Von Robert Briest 20.10.2019, 06:00
Elektrotechnik begeistert Marco Franke schon lange.
Elektrotechnik begeistert Marco Franke schon lange. Katrin Sieler

Merseburg - Die Formeln und Zeichnungen über denen Marco Franke in seinem noch kahlen Büro in der Merseburger Hochschule brütet, sehen schwer nach ernsthafter Mathematik aus. Er habe am Nachmittag eine Übung, darauf müsse er sich vorbereiten, sagt der neue Professor für Elektrotechnik, Leistungselektronik und elektrische Speichersysteme. Er ist erst seit zwei Wochen in der Domstadt. Bis zum letzten Septembertag sei noch unklar gewesen, ob er überhaupt einen offiziellen Ruf erhält oder nur als Vertretungsprofessor anfängt.

„Ich habe einen unkonventionellen Weg genommen“

Mittlerweile hat er aber nicht nur die amtsärztlichen Untersuchungen hinter sich, sondern auch die Verbeamtung, die mit der ordentlichen Professur einhergeht. Jetzt muss er seine ersten Vorlesungen in den Grundlagen der Elektrotechnik vorbereiten. Er hebt einen Aktenordner vom Schreibtisch. Seine Vorlesungsaufzeichnungen aus seinem ersten Semester als Student. 2002 war das, ebenfalls in Merseburg. Franke, heute 46, war da schon Mitte 20.

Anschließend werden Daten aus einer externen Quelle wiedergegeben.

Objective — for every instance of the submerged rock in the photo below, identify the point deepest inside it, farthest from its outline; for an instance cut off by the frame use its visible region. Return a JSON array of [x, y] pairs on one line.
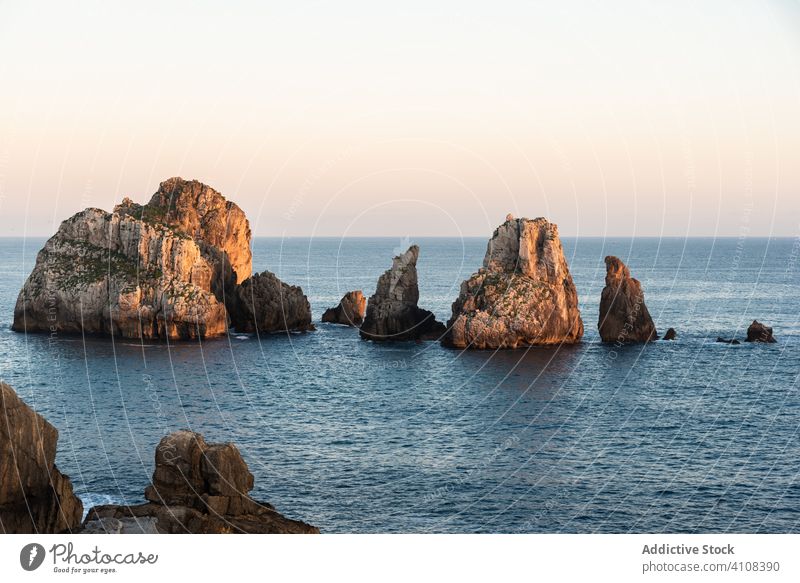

„Ich habe einen unkonventionellen Weg genommen“, sagt er. In der Tat dürfte es nur wenige Professoren geben, die kein Abitur abgelegt haben. Franke, der aus Mansfeld stammt, absolvierte nach der Realschule in einem Autohaus eine Lehre als Kfz-Elektroniker, machte dann später den Meister. Irgendwann wechselte er in die Fahrzeugentwicklung bei BMW in München. „Ich hatte dann da das Verlangen, mehr zu wissen. Schaltungsdesign hat mich immer schon fasziniert. Ich wollte das verstehen.“

Wie der neue Dozent an der Hochschule Merseburg lehrt

Mit dem Meister hatte Franke die Fachhochschulreife erlangt. Also begann er in Merseburg sein Studium. Ohne Abitur sei das ein schwieriger Weg gewesen. Er habe viele Nächte in seiner WG am Schreibtisch verbracht, um das, was ihm tagsüber erzählt wurde, nachzuvollziehen, erinnert er sich. Aber er habe sehr gut Professoren gehabt, mit denen er bis heute Kontakt pflege und die er als Vorbild für seine Lehraufgabe sieht: „Ich will die Studenten in den Bann ziehen. Es ist wichtig, dass sie begeistert dabei sind und nicht nur für die Prüfung lernen.“

Bei dem zweifachen Vater, der derzeit noch mit dem Zug aus Gerwisch bei Magdeburg nach Merseburg pendelt, mit seiner Familie hier jedoch bald bauen will, hat das mit der Begeisterung funktioniert. Er promovierte beim Fraunhofer Institut in Magdeburg, wo er später sechs Jahre arbeitete. Dort habe er sich etwa mit der Modellierung von Antrieben und Energierückspeisung befasst. Ab 2014 lehrte er parallel an der Hochschule Anhalt mechatronische Systeme und Elektronikdesign: „Da macht man sich Gedanken, wie man Schaltsysteme anordnet“, erklärt er.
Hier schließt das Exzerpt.